Based on the bestselling Booker Prize-nominated book by Mohsin Hamid, the film adaption of The Reluctant Fundamentalist is being directed by Mira Nair, with Riz Ahmed in the lead role of Changez, a Pakistani Princeton-graduate who tells the story of his love affair with America and his eventual abandonment of the country after the events of September 11. Kate Hudsen, Lieve Schrieber and Kiefer Sutherland also star.

The film started shooting earlier in the week on location in Atlanta, New York, Lahore, Delhi and Istanbul. No release date has yet been set.

“My father lived in Lahore before the partition of India and Pakistan,” says Nair, who is producing the film with the Doha Film Institute through her production company, Mirabai Films. “I am inspired to make a contemporary film about Pakistan, especially in this day and age when the perceived schism between Islamists and the Western world becomes more pronounced each day.”

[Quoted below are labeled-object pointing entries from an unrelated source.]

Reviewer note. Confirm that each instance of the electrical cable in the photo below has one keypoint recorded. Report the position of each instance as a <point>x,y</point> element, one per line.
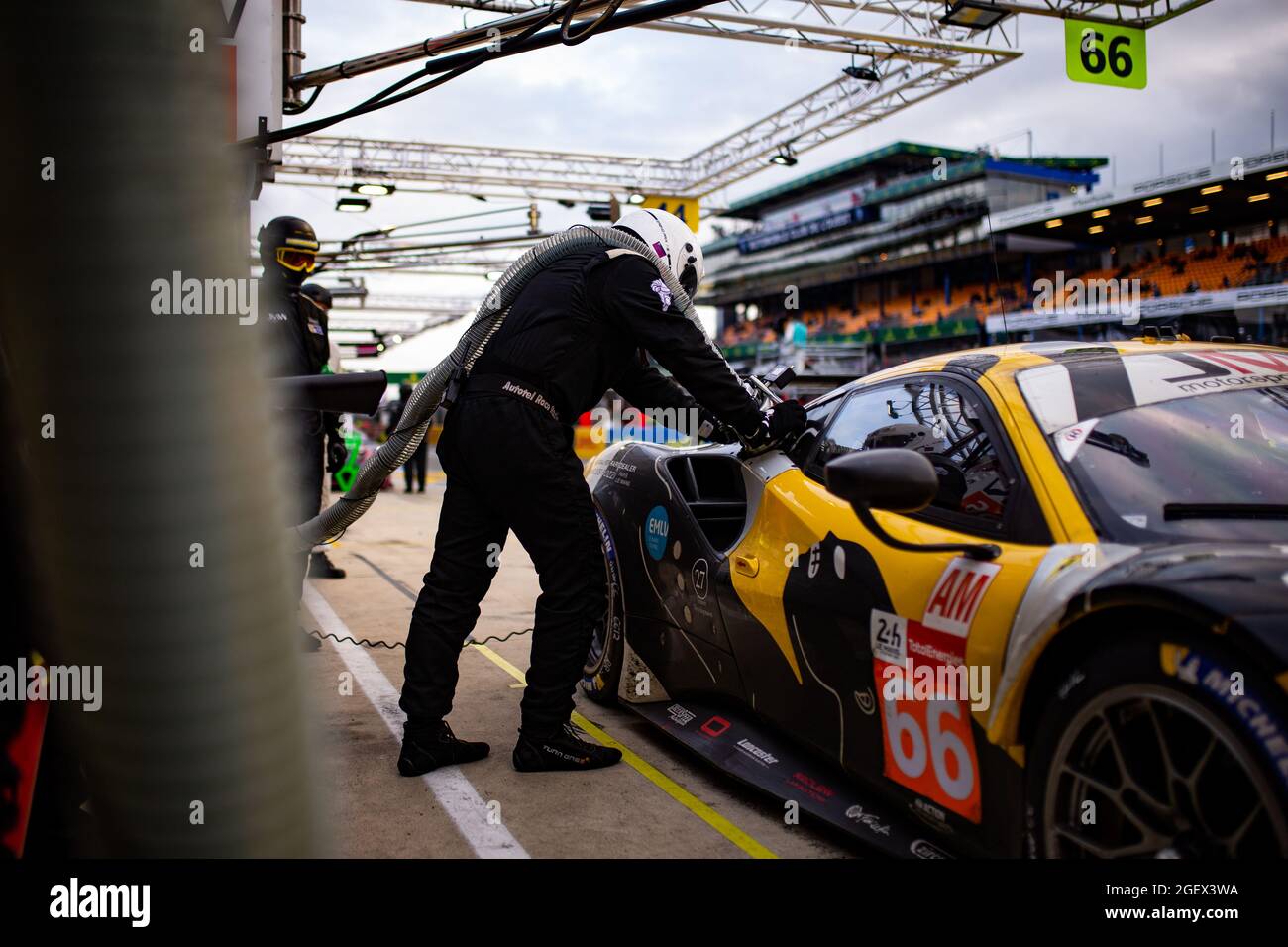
<point>394,646</point>
<point>304,106</point>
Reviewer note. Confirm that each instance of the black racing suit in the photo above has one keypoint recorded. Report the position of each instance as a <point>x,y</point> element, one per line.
<point>576,330</point>
<point>291,335</point>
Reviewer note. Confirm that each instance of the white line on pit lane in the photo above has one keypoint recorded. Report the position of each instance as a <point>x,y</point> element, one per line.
<point>456,793</point>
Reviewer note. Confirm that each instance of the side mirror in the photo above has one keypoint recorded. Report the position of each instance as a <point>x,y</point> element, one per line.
<point>884,478</point>
<point>896,479</point>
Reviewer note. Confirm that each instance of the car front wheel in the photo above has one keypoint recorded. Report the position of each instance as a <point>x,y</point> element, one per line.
<point>1158,749</point>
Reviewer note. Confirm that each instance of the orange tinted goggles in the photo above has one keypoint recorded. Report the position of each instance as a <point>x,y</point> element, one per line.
<point>296,261</point>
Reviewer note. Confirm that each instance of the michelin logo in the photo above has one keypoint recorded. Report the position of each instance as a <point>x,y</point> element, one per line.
<point>662,292</point>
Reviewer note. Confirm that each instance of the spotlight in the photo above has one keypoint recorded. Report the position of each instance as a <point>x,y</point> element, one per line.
<point>862,72</point>
<point>973,14</point>
<point>373,189</point>
<point>784,158</point>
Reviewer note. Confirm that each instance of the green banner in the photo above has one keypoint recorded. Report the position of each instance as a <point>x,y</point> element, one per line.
<point>1104,54</point>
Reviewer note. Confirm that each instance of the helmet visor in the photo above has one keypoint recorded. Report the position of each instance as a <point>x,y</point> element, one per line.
<point>296,261</point>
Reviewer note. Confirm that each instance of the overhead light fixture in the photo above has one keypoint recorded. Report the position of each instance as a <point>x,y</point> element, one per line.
<point>785,157</point>
<point>973,14</point>
<point>373,189</point>
<point>862,72</point>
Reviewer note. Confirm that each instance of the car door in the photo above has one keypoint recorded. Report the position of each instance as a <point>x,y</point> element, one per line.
<point>855,624</point>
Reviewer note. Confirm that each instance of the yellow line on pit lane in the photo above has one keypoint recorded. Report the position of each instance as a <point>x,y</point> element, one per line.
<point>649,772</point>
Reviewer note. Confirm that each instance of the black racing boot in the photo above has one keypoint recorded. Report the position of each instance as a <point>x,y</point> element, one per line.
<point>321,567</point>
<point>433,746</point>
<point>563,749</point>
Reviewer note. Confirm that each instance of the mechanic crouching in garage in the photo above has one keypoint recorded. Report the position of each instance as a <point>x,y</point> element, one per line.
<point>580,328</point>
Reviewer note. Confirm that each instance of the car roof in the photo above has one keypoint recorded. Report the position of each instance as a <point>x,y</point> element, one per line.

Nair, who directed 2001’s Monsoon Wedding, is no stranger to Qatar. Her biopic Amelia – based on the story of aviation pioneer Amelia Earhart – opened the first ever Doha Tribeca Film Festival in 2009 and she was a guest at the screening in the Museum of Islamic Art.

The Reluctant Fundamentalist will be the second DFI-funded film starring Riz Ahmed. The English actor and musician played the supporting role of Ali in Black Gold, which will open the Doha Tribeca Film Festival on October 25, and spent several weeks filming in Qatar earlier this year. He also stars in Michael Winterbottom’s Trishna, an adaption of Tess of the D’Ubervilles set in modern day India, which will screen at the upcoming Abu Dhabi Film Festival.

Although filming isn’t taking place in Qatar, there is still hope that in joining as financiers, DFI will help build the local film industry and provide opportunities for aspiring or emerging talent from the region. “We started this process by sending production staff to work on the sets of Black Gold in Tunisia and Qatar,” says DFI executive director Amanda Palmer. “With The Reluctant Fundamentalist, we will again send a regional team on-location with Mira’s crew to learn their craft.”

For the author Mohsin Hamid, the development of the film is as important as the story. “This film means a great deal to me. It is a rare case of artistic collaboration between Pakistanis, Americans and Indians. It tries to humanise what too often is stereotyped. And it tries to break down the walls that separate us, to expand our sense of empathy, and to let us reconnect as artists, as people and as citizens of a shared planet.”

The book is primarily set in a cafe in Lahore, when Changez meets an American stranger and tells him the tale that brought them together, from his success in Princeton and then Wall Street, to his romance with the beautiful Erica, and then – following September 11 – his subsequent change in identity and falling out of love with both Erica and the US.

How Nair transforms this metaphor-laden and thought-provoking novel into a feature should make for interesting viewing.